I have mentioned above that the human mind craves for mental shortcuts.  A quite possible scenario, in this case, can be that receiver reads only the first label for first bar from the left side on the x-axis and understands and remembers that on x-axis there are months of 2020 start from July (Lipiec 2020). The automated interpretation would be that two next bars represent data for two upcoming months, so August 2020 and September 2020. Of course, someone can raise a question in here “We don’t have data for September yet”, but my question is what a level of general data literacy and competency within society is? I am going even further and asking is it ethical to show data visualization for short time without a proper explanation of the graph? But it is a topic for another post. Going back to our example, the conclusion which can be seen is that the unemployment rate has decreased. Where is totally opposite.

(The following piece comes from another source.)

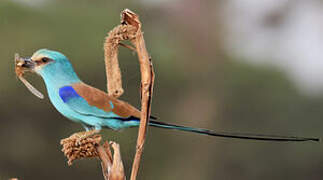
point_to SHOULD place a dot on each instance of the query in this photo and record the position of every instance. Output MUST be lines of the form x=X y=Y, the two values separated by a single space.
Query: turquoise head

However, let’s put ourselves in devil’s advocate shoes and consider, can we approach creatively presenting timeline or not? As I mentioned above, human eyes are used to interpret the timeline from left to right side. Due to that, it is good to keep that order. Sometimes we have a temptation to change it because for example, we would like to compare year over year change and we use last year data as a benchmark. However, that way of presenting data will not be intuitive for receivers. We must be very careful, when we are dealing with data associated with time.

How to fix it?

So how we can fix this visualisation?

First of all, let’s break years into two separate columns and give the time a proper order. Adding columns with years, we clearly indicate that we are dealing in here with two different time stamps. A title or a subtitle itself can help us emphasise that we are presenting a comparison between time points(July 2019 to July – June 2020), so don’t hesitate to include it. Also, I decluttered visualisation by removing background colour and 3d effects, which helps receivers focus only on data. To highlight the most current bar, I changed colour to orange.

All those changes enabled to present data story professionally and properly. Apart from all aesthetic aspects, data visualisation designers need to remember about ethics. The same as in other professions, data visualisation designers have their code of conduct.